He’s 35. That’s the age most catchers are winding down. Or breaking down. Or being sent down, and just trying to hang on for a little more glory.
But at the unripe age of 35, Jeff Mathis is, for the first time in his career, going to be asked to be the front-line catcher.
In fourteen years, he has played more than 81 games a season three times. Never more than 94. About 64 games a season is his average. Chris Woodward said they are hoping to get 80 games out of him.
This speaks volumes to the catching in the Rangers system. It’s as deep as a Hollywood agent.
And, as added responsibility, Mathis is also going to asked to mentor. So, he’s a quasi-player coach.
Mathis said he is up for the challenge. “I’m here to help and do whatever I can to make whoever better.” It’s almost as if he’s surprised he’s the leading man after so many years of being relegated to a cameo appearance. Imagine if they told the guy who played the unseen neighbor on Home Improvement that he was now going to star in his own series.
A career .198 hitter, with a career .258 on-base percentage and a career .564 OPS is why Mathis has had a career that can truly be worthy of the term backup.
You have to be a really good catcher to be such a monumentally bad hitter. And Mathis has that reputation.

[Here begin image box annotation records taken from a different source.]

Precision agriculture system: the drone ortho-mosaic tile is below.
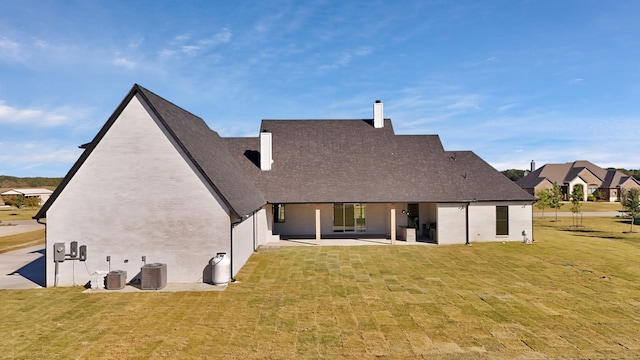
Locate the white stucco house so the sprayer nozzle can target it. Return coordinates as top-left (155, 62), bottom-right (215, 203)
top-left (35, 85), bottom-right (535, 286)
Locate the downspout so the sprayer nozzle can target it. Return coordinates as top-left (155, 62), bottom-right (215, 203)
top-left (465, 199), bottom-right (476, 246)
top-left (33, 216), bottom-right (51, 287)
top-left (229, 219), bottom-right (242, 282)
top-left (464, 202), bottom-right (471, 246)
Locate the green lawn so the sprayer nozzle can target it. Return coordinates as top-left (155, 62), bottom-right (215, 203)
top-left (533, 201), bottom-right (622, 215)
top-left (0, 218), bottom-right (640, 359)
top-left (0, 208), bottom-right (39, 222)
top-left (0, 229), bottom-right (45, 254)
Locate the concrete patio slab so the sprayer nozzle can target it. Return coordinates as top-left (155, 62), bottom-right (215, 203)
top-left (0, 245), bottom-right (45, 289)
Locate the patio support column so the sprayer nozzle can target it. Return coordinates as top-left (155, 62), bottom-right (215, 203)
top-left (391, 205), bottom-right (396, 245)
top-left (316, 208), bottom-right (320, 245)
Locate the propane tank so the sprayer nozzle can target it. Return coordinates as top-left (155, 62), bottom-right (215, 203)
top-left (211, 252), bottom-right (231, 285)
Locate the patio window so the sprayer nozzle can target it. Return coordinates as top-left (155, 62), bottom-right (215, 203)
top-left (273, 204), bottom-right (284, 223)
top-left (333, 203), bottom-right (367, 232)
top-left (496, 206), bottom-right (509, 236)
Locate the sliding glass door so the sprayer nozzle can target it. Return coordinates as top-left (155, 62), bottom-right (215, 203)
top-left (333, 203), bottom-right (367, 232)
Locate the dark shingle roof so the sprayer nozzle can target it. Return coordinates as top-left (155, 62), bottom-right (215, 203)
top-left (225, 119), bottom-right (534, 203)
top-left (34, 84), bottom-right (265, 219)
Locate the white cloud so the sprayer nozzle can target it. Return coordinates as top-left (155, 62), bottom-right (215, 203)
top-left (0, 100), bottom-right (88, 127)
top-left (320, 46), bottom-right (373, 70)
top-left (0, 36), bottom-right (21, 59)
top-left (158, 27), bottom-right (233, 58)
top-left (112, 57), bottom-right (136, 70)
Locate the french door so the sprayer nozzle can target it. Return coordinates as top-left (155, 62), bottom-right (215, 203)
top-left (333, 203), bottom-right (367, 232)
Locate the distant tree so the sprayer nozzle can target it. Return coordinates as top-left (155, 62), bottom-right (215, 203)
top-left (549, 181), bottom-right (564, 221)
top-left (501, 169), bottom-right (524, 181)
top-left (571, 184), bottom-right (584, 227)
top-left (536, 189), bottom-right (551, 219)
top-left (620, 188), bottom-right (640, 232)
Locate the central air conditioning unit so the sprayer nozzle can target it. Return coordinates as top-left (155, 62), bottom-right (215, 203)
top-left (104, 270), bottom-right (127, 290)
top-left (140, 263), bottom-right (167, 290)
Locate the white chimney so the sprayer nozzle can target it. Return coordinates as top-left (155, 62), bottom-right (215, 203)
top-left (260, 131), bottom-right (273, 171)
top-left (373, 100), bottom-right (384, 129)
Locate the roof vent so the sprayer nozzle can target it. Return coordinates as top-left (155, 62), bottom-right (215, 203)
top-left (373, 100), bottom-right (384, 129)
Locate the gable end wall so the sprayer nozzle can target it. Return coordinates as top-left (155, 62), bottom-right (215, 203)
top-left (46, 97), bottom-right (230, 286)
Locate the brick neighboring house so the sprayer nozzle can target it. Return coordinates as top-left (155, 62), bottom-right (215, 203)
top-left (0, 188), bottom-right (53, 205)
top-left (516, 160), bottom-right (640, 202)
top-left (35, 85), bottom-right (535, 286)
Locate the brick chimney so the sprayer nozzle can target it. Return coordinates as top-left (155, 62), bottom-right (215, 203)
top-left (373, 100), bottom-right (384, 129)
top-left (260, 130), bottom-right (273, 171)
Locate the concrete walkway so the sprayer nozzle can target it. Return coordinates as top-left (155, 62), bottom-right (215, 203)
top-left (533, 211), bottom-right (624, 219)
top-left (0, 220), bottom-right (44, 236)
top-left (0, 245), bottom-right (45, 289)
top-left (266, 238), bottom-right (435, 247)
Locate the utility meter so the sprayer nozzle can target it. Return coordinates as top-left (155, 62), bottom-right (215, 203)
top-left (69, 241), bottom-right (78, 258)
top-left (53, 243), bottom-right (65, 262)
top-left (78, 245), bottom-right (87, 261)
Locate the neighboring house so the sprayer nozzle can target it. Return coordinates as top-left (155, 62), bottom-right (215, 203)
top-left (516, 160), bottom-right (640, 202)
top-left (0, 188), bottom-right (53, 204)
top-left (35, 85), bottom-right (535, 286)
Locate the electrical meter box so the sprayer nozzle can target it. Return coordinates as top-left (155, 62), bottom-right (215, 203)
top-left (78, 245), bottom-right (87, 261)
top-left (69, 241), bottom-right (78, 258)
top-left (53, 243), bottom-right (65, 262)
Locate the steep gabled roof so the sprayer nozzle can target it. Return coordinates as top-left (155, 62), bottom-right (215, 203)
top-left (225, 119), bottom-right (534, 203)
top-left (34, 84), bottom-right (265, 219)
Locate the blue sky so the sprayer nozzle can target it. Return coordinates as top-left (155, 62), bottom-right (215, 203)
top-left (0, 0), bottom-right (640, 177)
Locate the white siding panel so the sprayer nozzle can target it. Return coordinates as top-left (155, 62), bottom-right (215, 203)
top-left (436, 204), bottom-right (467, 245)
top-left (231, 215), bottom-right (257, 276)
top-left (46, 97), bottom-right (230, 286)
top-left (469, 202), bottom-right (533, 242)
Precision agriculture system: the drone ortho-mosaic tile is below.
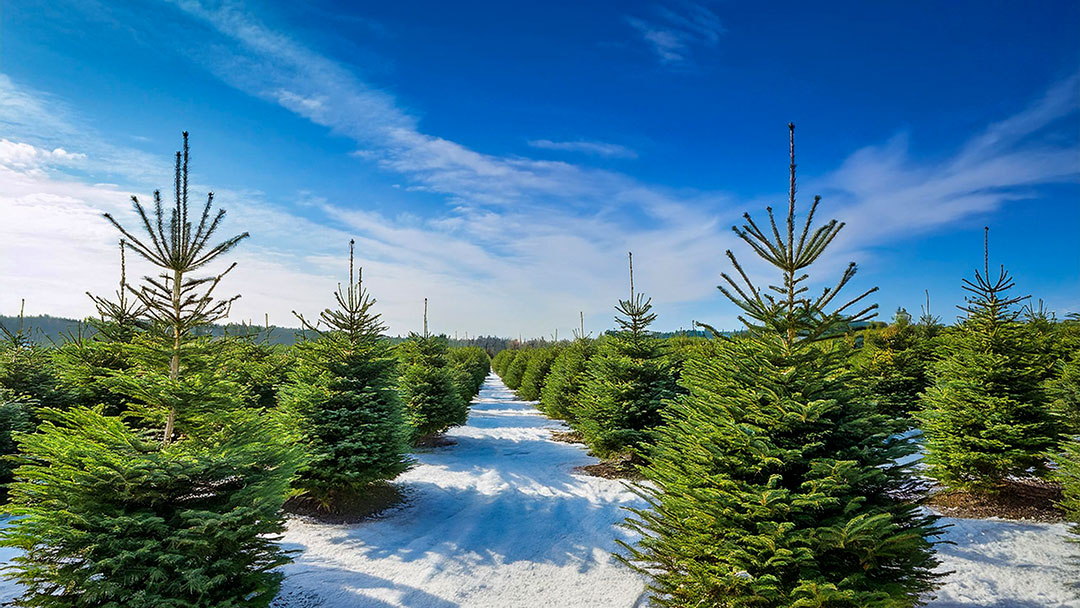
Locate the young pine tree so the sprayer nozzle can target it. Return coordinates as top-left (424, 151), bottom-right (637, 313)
top-left (919, 230), bottom-right (1059, 491)
top-left (540, 335), bottom-right (596, 425)
top-left (859, 309), bottom-right (935, 420)
top-left (624, 125), bottom-right (937, 608)
top-left (397, 299), bottom-right (469, 442)
top-left (502, 348), bottom-right (532, 391)
top-left (517, 346), bottom-right (559, 401)
top-left (447, 347), bottom-right (491, 403)
top-left (0, 133), bottom-right (301, 608)
top-left (280, 241), bottom-right (409, 508)
top-left (578, 256), bottom-right (675, 458)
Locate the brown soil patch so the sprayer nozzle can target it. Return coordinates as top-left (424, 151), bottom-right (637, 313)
top-left (416, 434), bottom-right (458, 447)
top-left (551, 431), bottom-right (585, 444)
top-left (285, 483), bottom-right (405, 524)
top-left (573, 456), bottom-right (645, 482)
top-left (927, 479), bottom-right (1065, 522)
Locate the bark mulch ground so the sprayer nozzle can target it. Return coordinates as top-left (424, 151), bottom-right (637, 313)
top-left (573, 457), bottom-right (645, 482)
top-left (285, 484), bottom-right (405, 524)
top-left (927, 479), bottom-right (1065, 522)
top-left (551, 431), bottom-right (585, 444)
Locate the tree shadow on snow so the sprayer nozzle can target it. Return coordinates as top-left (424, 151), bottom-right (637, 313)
top-left (270, 544), bottom-right (460, 608)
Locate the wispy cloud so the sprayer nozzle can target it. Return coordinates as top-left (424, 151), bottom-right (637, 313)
top-left (0, 0), bottom-right (1080, 335)
top-left (528, 139), bottom-right (637, 159)
top-left (626, 1), bottom-right (725, 64)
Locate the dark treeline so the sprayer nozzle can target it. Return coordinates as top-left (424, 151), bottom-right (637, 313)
top-left (0, 133), bottom-right (490, 608)
top-left (492, 126), bottom-right (1080, 608)
top-left (0, 125), bottom-right (1080, 608)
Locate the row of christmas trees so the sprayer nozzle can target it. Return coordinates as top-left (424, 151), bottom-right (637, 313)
top-left (0, 133), bottom-right (489, 608)
top-left (492, 125), bottom-right (1080, 608)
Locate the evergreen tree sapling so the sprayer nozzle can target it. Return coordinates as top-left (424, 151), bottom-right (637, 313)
top-left (540, 337), bottom-right (596, 425)
top-left (578, 256), bottom-right (675, 458)
top-left (502, 349), bottom-right (532, 391)
top-left (397, 300), bottom-right (469, 442)
top-left (280, 241), bottom-right (409, 508)
top-left (517, 347), bottom-right (559, 401)
top-left (919, 231), bottom-right (1059, 491)
top-left (624, 125), bottom-right (939, 608)
top-left (0, 133), bottom-right (301, 608)
top-left (859, 309), bottom-right (937, 419)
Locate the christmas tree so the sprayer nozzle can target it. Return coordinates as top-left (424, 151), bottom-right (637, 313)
top-left (624, 125), bottom-right (936, 608)
top-left (919, 229), bottom-right (1059, 491)
top-left (517, 347), bottom-right (559, 401)
top-left (0, 133), bottom-right (301, 608)
top-left (578, 255), bottom-right (675, 458)
top-left (540, 334), bottom-right (596, 424)
top-left (397, 299), bottom-right (469, 442)
top-left (860, 309), bottom-right (939, 419)
top-left (280, 241), bottom-right (409, 508)
top-left (502, 349), bottom-right (532, 391)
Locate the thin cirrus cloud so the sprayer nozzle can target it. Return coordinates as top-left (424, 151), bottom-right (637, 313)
top-left (626, 1), bottom-right (725, 65)
top-left (0, 0), bottom-right (1080, 335)
top-left (528, 139), bottom-right (637, 159)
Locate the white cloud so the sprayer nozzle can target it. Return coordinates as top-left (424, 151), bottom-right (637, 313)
top-left (528, 139), bottom-right (637, 159)
top-left (0, 1), bottom-right (1078, 335)
top-left (626, 1), bottom-right (725, 64)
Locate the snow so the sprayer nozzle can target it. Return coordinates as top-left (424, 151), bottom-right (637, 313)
top-left (274, 376), bottom-right (645, 608)
top-left (928, 517), bottom-right (1080, 608)
top-left (0, 376), bottom-right (1080, 608)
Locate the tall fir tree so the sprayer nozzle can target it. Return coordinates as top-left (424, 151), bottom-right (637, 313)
top-left (540, 335), bottom-right (596, 425)
top-left (517, 346), bottom-right (561, 401)
top-left (624, 125), bottom-right (937, 608)
top-left (919, 229), bottom-right (1059, 491)
top-left (577, 254), bottom-right (675, 457)
top-left (859, 308), bottom-right (937, 420)
top-left (0, 133), bottom-right (301, 608)
top-left (280, 241), bottom-right (409, 509)
top-left (502, 348), bottom-right (532, 391)
top-left (397, 299), bottom-right (469, 442)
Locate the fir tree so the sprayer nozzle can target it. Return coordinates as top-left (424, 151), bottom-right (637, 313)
top-left (397, 300), bottom-right (469, 442)
top-left (0, 133), bottom-right (301, 608)
top-left (578, 255), bottom-right (675, 457)
top-left (0, 387), bottom-right (33, 492)
top-left (53, 240), bottom-right (149, 416)
top-left (860, 308), bottom-right (935, 419)
top-left (540, 336), bottom-right (596, 425)
top-left (281, 241), bottom-right (409, 508)
top-left (502, 349), bottom-right (532, 391)
top-left (447, 347), bottom-right (491, 403)
top-left (517, 347), bottom-right (559, 401)
top-left (919, 230), bottom-right (1058, 491)
top-left (626, 125), bottom-right (937, 608)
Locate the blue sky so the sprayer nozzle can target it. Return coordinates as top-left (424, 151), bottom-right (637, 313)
top-left (0, 0), bottom-right (1080, 335)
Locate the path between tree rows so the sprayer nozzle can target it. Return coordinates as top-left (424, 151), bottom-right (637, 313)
top-left (274, 375), bottom-right (645, 608)
top-left (0, 375), bottom-right (1080, 608)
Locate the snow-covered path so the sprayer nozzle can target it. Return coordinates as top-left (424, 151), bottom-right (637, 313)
top-left (274, 375), bottom-right (645, 608)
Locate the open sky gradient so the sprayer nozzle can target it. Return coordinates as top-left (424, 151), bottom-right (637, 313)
top-left (0, 0), bottom-right (1080, 336)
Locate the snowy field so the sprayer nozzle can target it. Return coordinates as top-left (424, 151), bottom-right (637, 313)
top-left (0, 376), bottom-right (1080, 608)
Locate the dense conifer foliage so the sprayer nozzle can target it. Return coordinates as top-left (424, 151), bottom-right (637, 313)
top-left (501, 349), bottom-right (532, 391)
top-left (280, 242), bottom-right (410, 508)
top-left (919, 231), bottom-right (1059, 491)
top-left (627, 126), bottom-right (936, 608)
top-left (540, 337), bottom-right (596, 425)
top-left (517, 346), bottom-right (562, 401)
top-left (447, 347), bottom-right (491, 403)
top-left (859, 309), bottom-right (941, 418)
top-left (577, 258), bottom-right (675, 457)
top-left (2, 133), bottom-right (301, 608)
top-left (397, 313), bottom-right (469, 441)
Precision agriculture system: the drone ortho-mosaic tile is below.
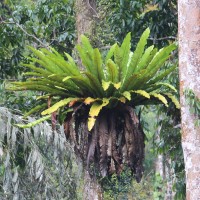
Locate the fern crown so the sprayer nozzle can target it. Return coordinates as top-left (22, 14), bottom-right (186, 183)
top-left (8, 28), bottom-right (180, 130)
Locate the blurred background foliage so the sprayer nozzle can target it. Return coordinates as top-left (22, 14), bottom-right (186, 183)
top-left (0, 0), bottom-right (185, 200)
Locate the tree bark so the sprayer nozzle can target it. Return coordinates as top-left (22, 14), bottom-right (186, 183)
top-left (178, 0), bottom-right (200, 200)
top-left (75, 0), bottom-right (103, 200)
top-left (75, 0), bottom-right (98, 43)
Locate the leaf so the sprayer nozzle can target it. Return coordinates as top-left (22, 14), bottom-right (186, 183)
top-left (84, 72), bottom-right (104, 97)
top-left (135, 45), bottom-right (154, 72)
top-left (123, 91), bottom-right (131, 101)
top-left (89, 98), bottom-right (109, 117)
top-left (131, 90), bottom-right (150, 99)
top-left (106, 59), bottom-right (119, 83)
top-left (23, 103), bottom-right (47, 118)
top-left (119, 33), bottom-right (131, 80)
top-left (102, 80), bottom-right (121, 91)
top-left (125, 28), bottom-right (150, 80)
top-left (88, 117), bottom-right (96, 131)
top-left (164, 93), bottom-right (181, 109)
top-left (41, 97), bottom-right (78, 115)
top-left (155, 82), bottom-right (177, 92)
top-left (84, 97), bottom-right (98, 105)
top-left (14, 115), bottom-right (51, 128)
top-left (88, 98), bottom-right (109, 131)
top-left (150, 92), bottom-right (168, 107)
top-left (93, 48), bottom-right (104, 82)
top-left (105, 43), bottom-right (117, 63)
top-left (102, 80), bottom-right (111, 91)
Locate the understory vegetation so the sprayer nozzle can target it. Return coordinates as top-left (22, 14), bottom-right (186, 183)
top-left (0, 0), bottom-right (185, 200)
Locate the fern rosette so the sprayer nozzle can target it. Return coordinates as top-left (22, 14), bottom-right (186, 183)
top-left (8, 29), bottom-right (180, 181)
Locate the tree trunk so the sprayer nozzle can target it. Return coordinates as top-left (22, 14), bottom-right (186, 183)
top-left (75, 0), bottom-right (103, 200)
top-left (75, 0), bottom-right (97, 43)
top-left (178, 0), bottom-right (200, 200)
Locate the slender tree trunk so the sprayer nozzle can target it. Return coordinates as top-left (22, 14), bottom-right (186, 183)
top-left (178, 0), bottom-right (200, 200)
top-left (75, 0), bottom-right (97, 43)
top-left (75, 0), bottom-right (103, 200)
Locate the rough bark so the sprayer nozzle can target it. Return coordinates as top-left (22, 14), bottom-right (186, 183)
top-left (75, 0), bottom-right (103, 200)
top-left (178, 0), bottom-right (200, 200)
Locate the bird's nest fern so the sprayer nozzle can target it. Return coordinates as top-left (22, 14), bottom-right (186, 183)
top-left (8, 29), bottom-right (180, 181)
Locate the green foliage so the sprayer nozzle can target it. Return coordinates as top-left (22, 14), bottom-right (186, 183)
top-left (184, 89), bottom-right (200, 126)
top-left (7, 29), bottom-right (179, 130)
top-left (0, 0), bottom-right (75, 78)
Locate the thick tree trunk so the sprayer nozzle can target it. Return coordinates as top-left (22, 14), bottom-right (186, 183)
top-left (75, 0), bottom-right (103, 200)
top-left (75, 0), bottom-right (97, 43)
top-left (178, 0), bottom-right (200, 200)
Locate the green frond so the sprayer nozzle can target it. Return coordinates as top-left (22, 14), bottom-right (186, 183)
top-left (155, 82), bottom-right (177, 92)
top-left (84, 72), bottom-right (104, 97)
top-left (105, 43), bottom-right (117, 63)
top-left (135, 45), bottom-right (154, 72)
top-left (119, 33), bottom-right (131, 80)
top-left (150, 92), bottom-right (168, 107)
top-left (23, 103), bottom-right (47, 118)
top-left (122, 91), bottom-right (131, 101)
top-left (131, 90), bottom-right (150, 99)
top-left (88, 98), bottom-right (109, 131)
top-left (124, 28), bottom-right (150, 81)
top-left (106, 59), bottom-right (119, 83)
top-left (164, 93), bottom-right (181, 109)
top-left (93, 48), bottom-right (105, 82)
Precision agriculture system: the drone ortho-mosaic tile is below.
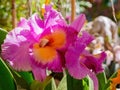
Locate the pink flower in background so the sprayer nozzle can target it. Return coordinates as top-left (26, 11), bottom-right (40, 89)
top-left (65, 32), bottom-right (106, 90)
top-left (2, 5), bottom-right (86, 81)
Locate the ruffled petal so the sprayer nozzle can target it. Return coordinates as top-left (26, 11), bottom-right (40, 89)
top-left (32, 63), bottom-right (46, 81)
top-left (2, 28), bottom-right (33, 71)
top-left (78, 31), bottom-right (94, 46)
top-left (70, 14), bottom-right (86, 32)
top-left (44, 5), bottom-right (67, 28)
top-left (28, 13), bottom-right (44, 36)
top-left (48, 54), bottom-right (63, 72)
top-left (88, 71), bottom-right (99, 90)
top-left (65, 39), bottom-right (88, 79)
top-left (80, 52), bottom-right (106, 74)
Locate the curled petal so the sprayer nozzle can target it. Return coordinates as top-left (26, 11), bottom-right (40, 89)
top-left (28, 13), bottom-right (44, 36)
top-left (44, 5), bottom-right (66, 28)
top-left (48, 54), bottom-right (63, 72)
top-left (70, 14), bottom-right (86, 32)
top-left (88, 71), bottom-right (99, 90)
top-left (32, 64), bottom-right (46, 81)
top-left (2, 32), bottom-right (31, 71)
top-left (65, 39), bottom-right (88, 79)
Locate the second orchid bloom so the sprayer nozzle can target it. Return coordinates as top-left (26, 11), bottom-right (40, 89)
top-left (2, 5), bottom-right (106, 90)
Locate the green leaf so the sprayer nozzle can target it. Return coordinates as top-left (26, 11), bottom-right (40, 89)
top-left (0, 58), bottom-right (16, 90)
top-left (67, 74), bottom-right (84, 90)
top-left (11, 69), bottom-right (30, 90)
top-left (57, 75), bottom-right (67, 90)
top-left (85, 76), bottom-right (94, 90)
top-left (18, 72), bottom-right (33, 85)
top-left (97, 72), bottom-right (107, 90)
top-left (0, 28), bottom-right (7, 52)
top-left (0, 28), bottom-right (7, 46)
top-left (104, 71), bottom-right (117, 90)
top-left (45, 78), bottom-right (56, 90)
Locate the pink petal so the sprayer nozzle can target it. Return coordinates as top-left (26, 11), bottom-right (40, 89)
top-left (28, 13), bottom-right (44, 36)
top-left (44, 5), bottom-right (66, 28)
top-left (48, 54), bottom-right (63, 72)
top-left (65, 40), bottom-right (88, 79)
top-left (32, 64), bottom-right (46, 81)
top-left (70, 14), bottom-right (86, 32)
top-left (88, 71), bottom-right (99, 90)
top-left (2, 28), bottom-right (33, 71)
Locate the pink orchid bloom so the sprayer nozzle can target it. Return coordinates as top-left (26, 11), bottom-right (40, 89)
top-left (65, 31), bottom-right (106, 90)
top-left (2, 5), bottom-right (85, 81)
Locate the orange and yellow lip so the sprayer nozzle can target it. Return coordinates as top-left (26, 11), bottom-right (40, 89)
top-left (33, 30), bottom-right (66, 63)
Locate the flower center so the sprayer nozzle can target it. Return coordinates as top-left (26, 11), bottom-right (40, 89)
top-left (33, 30), bottom-right (66, 63)
top-left (39, 39), bottom-right (49, 47)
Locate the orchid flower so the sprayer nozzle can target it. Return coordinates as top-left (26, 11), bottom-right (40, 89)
top-left (2, 5), bottom-right (85, 81)
top-left (110, 70), bottom-right (120, 90)
top-left (65, 31), bottom-right (106, 90)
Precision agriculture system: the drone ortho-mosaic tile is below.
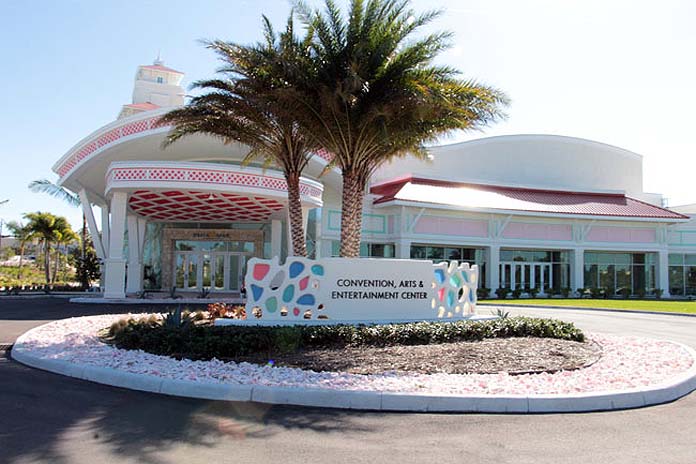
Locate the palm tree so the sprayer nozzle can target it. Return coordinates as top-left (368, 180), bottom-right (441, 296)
top-left (29, 179), bottom-right (87, 259)
top-left (24, 211), bottom-right (65, 285)
top-left (51, 216), bottom-right (79, 283)
top-left (293, 0), bottom-right (507, 257)
top-left (161, 13), bottom-right (318, 256)
top-left (7, 221), bottom-right (34, 279)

According the T.R. Sullivan, the other catchers in the Rangers minor league camp, six and counting, already have a nickname for Mathis: The Wizard.
It will be a weird camp for Rangers catchers. Four lifelong backup catchers (Mathis, Jett Bandy, Tony Sanchez, the newly signed Adam Moore) one catcher trying to get his first taste of the big league (Jose Treviño) and one guy learning the position (Isiah Kiner-Falefa).
Mathis is also being asked to mentor the Rangers’ pitching staff. It is not known if he can perform emergency Tommy John surgeries. With this pitching staff, he needs a medical bag as much as he needs catcher’s gear.